During these past few days of domestic drama, I’ve been hitting repeat on a single tune I recently discovered. Check it out:
This is the stuff that’s been getting to me lately – whining kids (fur and human alike), whirlwind pigsty condition of my house, crazy weather, forgetting to do something in specified time frame even after reminding myself (SMH), the “What’s for dinner?” roundabout convo that gets nowhere except a frozen pizza in the oven. It’s taken me 15 months to realize this SAHM gig is not the end of my existence, nor will it be the death of me. At least, I’m pretty sure about that second part. Moreover, I’m selfish! And self-centered and a bit dramatic at times. I blame my Jekyll/Hyde complex on the fact that I’m a Gemini, but it can only excuse my behavior to a certain extent. We are so incredibly blessed, and I’m obnoxious in overlooking that huge fact to only see my current plague of the week.

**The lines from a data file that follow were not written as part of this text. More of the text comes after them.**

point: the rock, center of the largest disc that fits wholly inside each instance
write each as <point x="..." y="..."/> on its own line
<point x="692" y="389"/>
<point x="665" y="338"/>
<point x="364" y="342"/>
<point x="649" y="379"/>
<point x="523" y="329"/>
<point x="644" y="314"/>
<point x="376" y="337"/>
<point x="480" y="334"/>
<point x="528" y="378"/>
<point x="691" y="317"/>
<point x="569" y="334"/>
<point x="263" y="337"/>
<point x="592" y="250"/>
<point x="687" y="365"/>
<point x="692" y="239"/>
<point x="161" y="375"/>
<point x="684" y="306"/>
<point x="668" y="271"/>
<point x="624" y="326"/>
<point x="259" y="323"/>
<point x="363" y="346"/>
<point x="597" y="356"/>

Best line of the song – “In the middle of my little mess, I forget how big I’m blessed.” Am I still snarky and sarcastic about piddly things and inconsequential drama? Yup. But I’m trying. I’m making a conscious effort to recognize all the good in my everyday life and share the wealth.
What little mess has made you forget how big you’re blessed lately?
P.S. Look at me all posting before 10 p.m. How ’bout that? I know; I shock myself too sometimes.